The central bank released new forecasts that eurozone inflation will rise to 2.6 percent this year – above its two percent target and higher than its pre-war forecast of 1.9 percent in December.
It cut its 2026 growth forecast for this year to 0.9 percent, from 1.2 percent in December.
The 21-nation euro zone is heavily dependent on energy imports, making it vulnerable to the fallout of war, which pits allies the United States and Israel against Iran.
Oil and gas prices rose again on Thursday after Iran struck the world’s largest liquefied natural gas (LNG) facility in Qatar and threatened to destroy the region’s energy infrastructure.
The Strait of Hormuz, a critical route for global energy exports, has been almost completely blocked to oil and gas tankers since the start of the war.
A jump in inflation would weigh on households and businesses — with energy-hungry manufacturers hit particularly hard — and could dampen eurozone growth, which already lags behind rivals the United States and China.
– Questions on Lagarde’s future –
But while higher consumer prices typically lead to rate hikes, price increases have yet to show up in the data.
The official eurozone inflation rate for February was 1.9 percent. Eurozone benchmark interest rates have been at two percent since June.
Other major central banks meeting this week have taken a similar approach.
The US The Federal Reserve raised inflation estimates, citing “uncertain” conditions caused by the war, while keeping borrowing costs on hold for a second straight meeting.

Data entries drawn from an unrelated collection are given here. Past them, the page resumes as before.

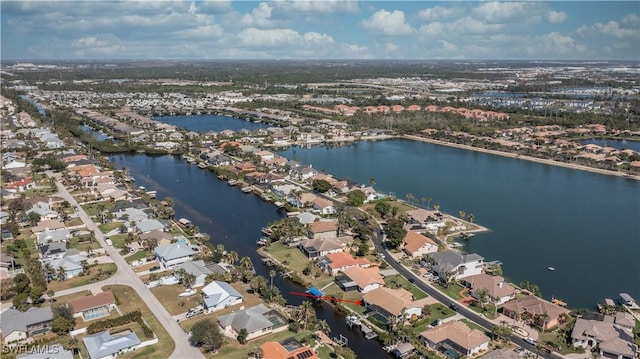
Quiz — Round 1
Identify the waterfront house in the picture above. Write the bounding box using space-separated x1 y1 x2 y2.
173 260 212 288
571 315 640 359
82 331 141 359
320 252 371 275
218 304 288 340
311 197 336 214
402 231 438 258
362 287 433 321
502 295 570 330
460 273 516 305
0 307 53 343
260 339 318 359
420 320 490 357
154 242 198 269
342 266 384 293
69 291 116 321
307 220 338 239
427 249 484 280
299 236 353 259
202 281 242 313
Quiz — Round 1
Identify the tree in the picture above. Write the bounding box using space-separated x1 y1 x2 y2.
189 318 224 353
311 179 331 193
347 189 367 207
236 328 249 344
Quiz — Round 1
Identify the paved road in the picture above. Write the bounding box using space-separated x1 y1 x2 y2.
47 172 204 359
373 232 564 359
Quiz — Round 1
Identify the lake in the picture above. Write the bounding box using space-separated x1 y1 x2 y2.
153 115 271 133
280 140 640 308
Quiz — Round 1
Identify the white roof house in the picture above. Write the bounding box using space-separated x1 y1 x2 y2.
202 281 242 313
154 242 198 268
82 331 140 359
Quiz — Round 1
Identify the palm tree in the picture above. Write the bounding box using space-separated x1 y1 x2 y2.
227 251 239 265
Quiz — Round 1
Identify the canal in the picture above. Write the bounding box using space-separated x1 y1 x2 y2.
110 154 390 358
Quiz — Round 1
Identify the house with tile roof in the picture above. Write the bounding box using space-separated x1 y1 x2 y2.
427 249 484 280
82 331 141 359
342 266 384 293
299 236 353 259
502 295 571 330
0 307 53 343
362 287 433 320
68 291 116 321
154 242 198 269
420 320 491 357
571 315 640 359
320 252 371 275
218 304 288 340
260 342 318 359
202 281 242 313
402 231 438 258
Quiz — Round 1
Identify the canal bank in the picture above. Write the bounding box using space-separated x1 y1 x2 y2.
110 154 390 358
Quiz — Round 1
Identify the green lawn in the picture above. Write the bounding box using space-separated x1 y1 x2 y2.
265 242 309 273
384 275 428 300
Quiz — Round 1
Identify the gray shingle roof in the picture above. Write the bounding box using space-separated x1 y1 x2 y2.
218 304 273 334
82 332 140 358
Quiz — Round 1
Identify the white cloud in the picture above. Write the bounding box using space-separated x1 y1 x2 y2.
242 2 273 27
418 6 463 21
272 0 358 14
546 10 568 24
362 10 413 36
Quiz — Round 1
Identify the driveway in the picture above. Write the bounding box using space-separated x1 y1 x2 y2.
47 171 204 359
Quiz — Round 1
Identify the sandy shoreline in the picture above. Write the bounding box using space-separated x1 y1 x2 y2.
398 135 640 180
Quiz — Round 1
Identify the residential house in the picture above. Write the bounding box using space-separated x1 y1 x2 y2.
16 344 73 359
202 281 242 313
502 295 570 330
154 242 198 269
82 331 141 359
311 197 336 214
260 342 318 359
173 260 212 288
320 252 371 275
69 291 116 321
460 273 516 305
38 228 71 245
428 249 484 280
0 307 53 343
402 231 438 258
362 287 433 320
308 220 338 239
342 266 384 293
420 320 491 357
299 236 353 259
218 304 288 340
571 316 640 359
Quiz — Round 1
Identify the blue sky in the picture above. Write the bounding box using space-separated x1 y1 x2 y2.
1 0 640 60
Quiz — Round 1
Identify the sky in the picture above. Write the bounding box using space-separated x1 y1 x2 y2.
0 0 640 61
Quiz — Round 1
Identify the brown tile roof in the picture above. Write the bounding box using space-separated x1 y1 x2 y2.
404 231 438 254
69 292 116 313
420 320 489 350
309 221 338 233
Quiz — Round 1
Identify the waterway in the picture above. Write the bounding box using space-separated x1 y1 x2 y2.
580 138 640 152
110 155 390 358
153 115 270 133
280 140 640 308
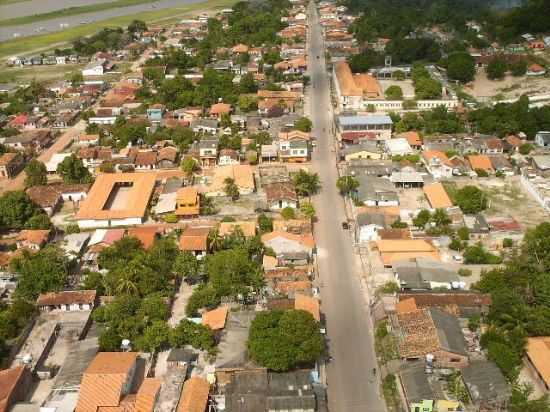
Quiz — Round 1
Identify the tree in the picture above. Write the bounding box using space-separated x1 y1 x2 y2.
247 310 324 372
25 159 48 187
223 177 239 201
294 116 313 132
140 320 171 353
453 185 487 214
300 202 315 220
181 156 199 181
57 154 93 184
174 252 201 283
0 191 42 229
486 57 508 80
385 85 403 100
25 213 52 230
447 52 476 83
281 206 296 220
10 246 69 299
293 169 321 196
258 213 273 234
336 176 359 196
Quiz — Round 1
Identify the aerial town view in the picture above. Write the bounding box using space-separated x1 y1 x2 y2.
0 0 550 412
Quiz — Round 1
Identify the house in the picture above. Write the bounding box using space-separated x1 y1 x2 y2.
157 146 178 169
178 376 210 412
376 239 439 267
423 182 453 209
340 140 384 162
397 308 468 368
332 61 384 110
336 114 393 140
262 231 315 262
393 257 461 291
82 59 107 77
0 366 32 412
384 137 413 156
75 173 155 229
126 226 158 250
134 150 158 170
75 352 162 412
264 182 298 211
202 306 229 331
467 155 495 174
535 132 550 147
36 290 97 312
524 336 550 393
16 229 50 250
353 175 399 206
0 152 25 180
176 186 200 217
422 150 453 179
4 129 52 152
27 185 61 216
205 165 256 197
198 139 219 167
396 131 422 150
355 213 386 243
179 226 210 259
218 221 256 238
218 149 241 166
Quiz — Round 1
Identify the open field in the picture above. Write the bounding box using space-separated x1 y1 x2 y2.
463 72 550 101
0 0 152 26
0 0 235 59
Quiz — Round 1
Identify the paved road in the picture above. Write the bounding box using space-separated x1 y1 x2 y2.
309 4 386 412
0 120 86 195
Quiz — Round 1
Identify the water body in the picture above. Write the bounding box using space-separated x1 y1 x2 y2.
0 0 112 20
0 0 204 42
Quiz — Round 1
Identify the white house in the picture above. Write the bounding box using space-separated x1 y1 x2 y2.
36 290 97 312
82 59 107 77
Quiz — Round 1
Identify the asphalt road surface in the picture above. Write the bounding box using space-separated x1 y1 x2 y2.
0 0 203 42
309 3 386 412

The central bank of Japan, a country heavily dependent on Middle East oil imports, warned that higher crude prices would fuel inflation as its rates stagnated.
The Bank of England, which was expected to cut rates in March before war broke out, kept borrowing costs steady.
BoE Governor Andrew Bailey warned that a protracted conflict and sustained high oil and gas costs “will feed into higher household energy bills”.
All eyes will now be on ECB chief Christine Lagarde’s post-rate call news conference.
She will likely repeat the message she gave last week – that officials will do “whatever it takes” to keep inflation under control.
Still, most economists also expect her to repeat recent comments that rates remain “in a good place,” at least for now.
She may also try to play down parallels with the inflation shock that follows Russia’s 2022 full-scale invasion of Ukraine, while the ECB has been criticized for being too slow to raise rates.
Still, investors are looking for any signs that a rate hike could be on the horizon at the ECB’s next meeting, in April or June, although Lagarde is expected to remain tight-lipped.
She may also face questions over her future after the Financial Times reported last month, citing an unnamed source, that she would step down before her term ends in October 2027.
She has since insisted that her “baseline” is that she will serve out her term.